Certa feita, eu deitado na Barra, dia de semana; branco, enorme, não pertecendo. Não ornava. Lá vem um ambulante e na grade tinha chapéu, óculos de sol, protetor, bronzeador, canga e o caralho AQUÁTICO. Chega já cantarolado, a felicidade estampada numa propaganda da Bahiatursa:
– Sorria! Você está na Bahia!
Eu olho pro sacana sem falar absolutamente nada. Ele entende e retruca “Porra… Você é baiano, né?” Apenas consigo falar “Colé, véi?” Eu entendo o simpático vendedor, no entanto. Não pareço.
Divago.
Eu, atento que sou à verdade dos fatos, seja ela factual, inventada, interpretada ou distorcida, afirmo: se é para estereotipar, não precisa inventar, basta dar uma volta pela cidade e ficar de ouvido ligado porque você vai sair cheio de história para contar.
Como teve um colega de trabalho, que resolveu certo ano passar ensolaradas três semanas de férias na Bahia com a família.
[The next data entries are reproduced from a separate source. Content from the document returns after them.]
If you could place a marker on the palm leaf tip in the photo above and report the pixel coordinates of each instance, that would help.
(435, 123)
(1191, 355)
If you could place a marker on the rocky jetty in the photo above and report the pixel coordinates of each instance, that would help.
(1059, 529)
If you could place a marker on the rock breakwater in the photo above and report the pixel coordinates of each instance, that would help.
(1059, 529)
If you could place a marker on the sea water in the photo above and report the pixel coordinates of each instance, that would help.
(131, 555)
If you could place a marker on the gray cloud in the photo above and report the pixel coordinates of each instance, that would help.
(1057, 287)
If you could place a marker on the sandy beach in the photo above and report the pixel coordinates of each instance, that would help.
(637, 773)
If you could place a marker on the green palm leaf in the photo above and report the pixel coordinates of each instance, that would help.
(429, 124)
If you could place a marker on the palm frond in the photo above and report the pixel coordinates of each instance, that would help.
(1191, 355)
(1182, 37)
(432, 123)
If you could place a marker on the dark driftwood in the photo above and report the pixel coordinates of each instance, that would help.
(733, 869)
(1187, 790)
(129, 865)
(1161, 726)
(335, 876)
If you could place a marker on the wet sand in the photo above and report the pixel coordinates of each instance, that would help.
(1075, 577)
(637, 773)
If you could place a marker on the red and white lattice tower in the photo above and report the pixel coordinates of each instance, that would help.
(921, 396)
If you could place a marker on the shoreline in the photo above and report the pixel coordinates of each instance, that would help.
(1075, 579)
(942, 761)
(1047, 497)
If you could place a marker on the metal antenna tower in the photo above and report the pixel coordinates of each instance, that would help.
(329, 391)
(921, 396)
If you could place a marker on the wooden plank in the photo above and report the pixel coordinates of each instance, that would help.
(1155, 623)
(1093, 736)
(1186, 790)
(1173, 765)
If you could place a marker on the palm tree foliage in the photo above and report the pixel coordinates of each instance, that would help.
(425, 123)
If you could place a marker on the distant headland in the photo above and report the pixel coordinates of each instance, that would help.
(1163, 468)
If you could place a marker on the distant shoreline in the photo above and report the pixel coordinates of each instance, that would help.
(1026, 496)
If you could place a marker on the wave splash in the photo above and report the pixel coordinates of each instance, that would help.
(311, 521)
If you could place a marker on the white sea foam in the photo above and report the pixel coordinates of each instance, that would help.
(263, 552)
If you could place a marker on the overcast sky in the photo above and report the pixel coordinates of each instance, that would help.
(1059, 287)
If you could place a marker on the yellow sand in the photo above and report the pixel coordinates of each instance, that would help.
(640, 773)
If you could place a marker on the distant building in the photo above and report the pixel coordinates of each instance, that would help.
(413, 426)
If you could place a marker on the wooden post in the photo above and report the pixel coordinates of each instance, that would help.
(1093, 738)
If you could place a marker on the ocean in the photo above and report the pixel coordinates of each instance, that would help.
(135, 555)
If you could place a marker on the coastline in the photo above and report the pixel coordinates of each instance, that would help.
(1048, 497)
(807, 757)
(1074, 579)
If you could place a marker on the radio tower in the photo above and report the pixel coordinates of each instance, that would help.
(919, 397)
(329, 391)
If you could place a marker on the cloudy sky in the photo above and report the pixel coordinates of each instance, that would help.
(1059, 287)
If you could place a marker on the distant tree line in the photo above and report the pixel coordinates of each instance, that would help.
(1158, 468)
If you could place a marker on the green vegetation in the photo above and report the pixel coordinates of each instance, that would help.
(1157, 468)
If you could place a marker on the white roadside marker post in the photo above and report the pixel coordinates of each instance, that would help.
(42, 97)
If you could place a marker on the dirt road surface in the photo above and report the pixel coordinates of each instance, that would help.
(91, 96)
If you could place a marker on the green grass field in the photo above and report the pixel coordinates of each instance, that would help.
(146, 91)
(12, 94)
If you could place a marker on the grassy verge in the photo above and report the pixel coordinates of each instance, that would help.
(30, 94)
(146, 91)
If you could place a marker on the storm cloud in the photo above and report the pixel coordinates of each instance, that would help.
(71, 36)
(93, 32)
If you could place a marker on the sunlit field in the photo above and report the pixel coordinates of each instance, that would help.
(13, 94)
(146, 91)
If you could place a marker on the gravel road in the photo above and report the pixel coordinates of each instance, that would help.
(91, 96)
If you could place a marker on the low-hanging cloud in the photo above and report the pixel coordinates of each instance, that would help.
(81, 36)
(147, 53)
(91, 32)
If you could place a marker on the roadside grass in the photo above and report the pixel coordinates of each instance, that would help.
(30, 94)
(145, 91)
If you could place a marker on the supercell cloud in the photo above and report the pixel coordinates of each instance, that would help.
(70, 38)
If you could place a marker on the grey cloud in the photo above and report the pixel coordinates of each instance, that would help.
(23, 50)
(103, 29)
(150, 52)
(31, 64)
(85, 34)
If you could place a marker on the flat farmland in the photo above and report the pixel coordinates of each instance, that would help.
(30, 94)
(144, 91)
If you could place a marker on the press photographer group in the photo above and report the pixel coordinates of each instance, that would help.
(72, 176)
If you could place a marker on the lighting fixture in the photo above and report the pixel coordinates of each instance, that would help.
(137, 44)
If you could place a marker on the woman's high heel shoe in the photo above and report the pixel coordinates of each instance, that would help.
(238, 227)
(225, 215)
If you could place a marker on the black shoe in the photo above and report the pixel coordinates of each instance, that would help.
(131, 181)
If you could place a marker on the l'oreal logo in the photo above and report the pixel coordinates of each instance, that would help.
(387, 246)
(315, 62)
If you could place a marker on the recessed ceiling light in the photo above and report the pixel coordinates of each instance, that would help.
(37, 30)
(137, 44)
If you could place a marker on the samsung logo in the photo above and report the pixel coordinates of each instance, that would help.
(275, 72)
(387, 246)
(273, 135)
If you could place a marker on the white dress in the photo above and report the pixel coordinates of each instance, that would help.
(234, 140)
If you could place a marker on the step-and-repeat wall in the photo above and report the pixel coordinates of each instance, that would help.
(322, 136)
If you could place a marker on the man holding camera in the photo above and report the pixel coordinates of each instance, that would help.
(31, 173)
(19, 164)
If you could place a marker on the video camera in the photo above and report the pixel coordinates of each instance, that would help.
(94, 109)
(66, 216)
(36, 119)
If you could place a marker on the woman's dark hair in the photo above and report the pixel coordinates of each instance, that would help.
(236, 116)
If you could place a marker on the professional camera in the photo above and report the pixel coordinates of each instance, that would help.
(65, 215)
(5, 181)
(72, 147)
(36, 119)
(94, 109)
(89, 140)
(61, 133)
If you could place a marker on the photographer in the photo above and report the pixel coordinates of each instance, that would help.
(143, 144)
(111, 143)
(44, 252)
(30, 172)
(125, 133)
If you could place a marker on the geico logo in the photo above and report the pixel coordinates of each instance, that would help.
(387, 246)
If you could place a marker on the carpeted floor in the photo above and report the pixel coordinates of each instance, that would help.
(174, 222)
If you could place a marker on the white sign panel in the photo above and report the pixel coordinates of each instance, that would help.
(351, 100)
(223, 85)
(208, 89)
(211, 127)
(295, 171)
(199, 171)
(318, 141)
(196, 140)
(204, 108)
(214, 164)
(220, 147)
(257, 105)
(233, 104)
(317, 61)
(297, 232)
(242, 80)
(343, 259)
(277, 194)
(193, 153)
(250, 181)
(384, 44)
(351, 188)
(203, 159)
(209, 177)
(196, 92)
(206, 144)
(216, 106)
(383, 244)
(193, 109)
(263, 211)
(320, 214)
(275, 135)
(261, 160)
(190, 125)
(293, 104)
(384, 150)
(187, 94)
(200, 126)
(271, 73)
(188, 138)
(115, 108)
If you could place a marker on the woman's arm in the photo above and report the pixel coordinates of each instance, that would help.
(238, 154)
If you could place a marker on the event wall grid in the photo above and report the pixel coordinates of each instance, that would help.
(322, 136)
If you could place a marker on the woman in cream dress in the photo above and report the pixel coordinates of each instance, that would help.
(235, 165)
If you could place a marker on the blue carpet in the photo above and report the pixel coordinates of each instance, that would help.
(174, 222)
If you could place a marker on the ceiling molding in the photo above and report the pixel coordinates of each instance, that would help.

Depois de duas semanas dedicadas a moquecas, acarajés e disfunções estomacais, elevou a mãos em devoção agradecida quando viu o outdoor de uma cantina italiana. Faminto por uma massa, qualquer que fosse, quebrou à direita e logo mais entrou no grande salão absolutamente deserto. Não era nem meio-dia. Ninguém os recepcionou. No fundo, atrás de um balcão, uma senhorita lia o jornal do dia com atenção.
Passou-se um tempo e nada. Nenhuma viva alma para ir ao menos dar um alô.
Já cheirando a guardado de tanto esperar, ele resolve levantar-se para ir ter com a menina do balcão. Ela, na sua, continuava entretida, provavelmente sem se dar conta de que havia gente ali, ou se notou, não deu pinta. Ele tenta:
– Boa tarde. Tudo bem? Nós estamos sentados ali na mesa – aponta com o dedo em direção à mulher e filho – já tem um tempo, mas ninguém veio atender a gente ainda… Será que você pode me ajudar?
Daí a gente realmente dá valor ao que dizia Otávio Mangabeira, que qualquer absurdo na Bahia tem precedente. Ela, poço de candura e de prestatividade – não tenha dúvida que a entonação foi nessa linha – responde ao meu amigo:
– Certo. Olhe, o senhor aguarde só um minutinho que eu vou terminar de ler o meu jornal e já vou lá atender o senhor.
Evidentemente, uma questão de prioridades.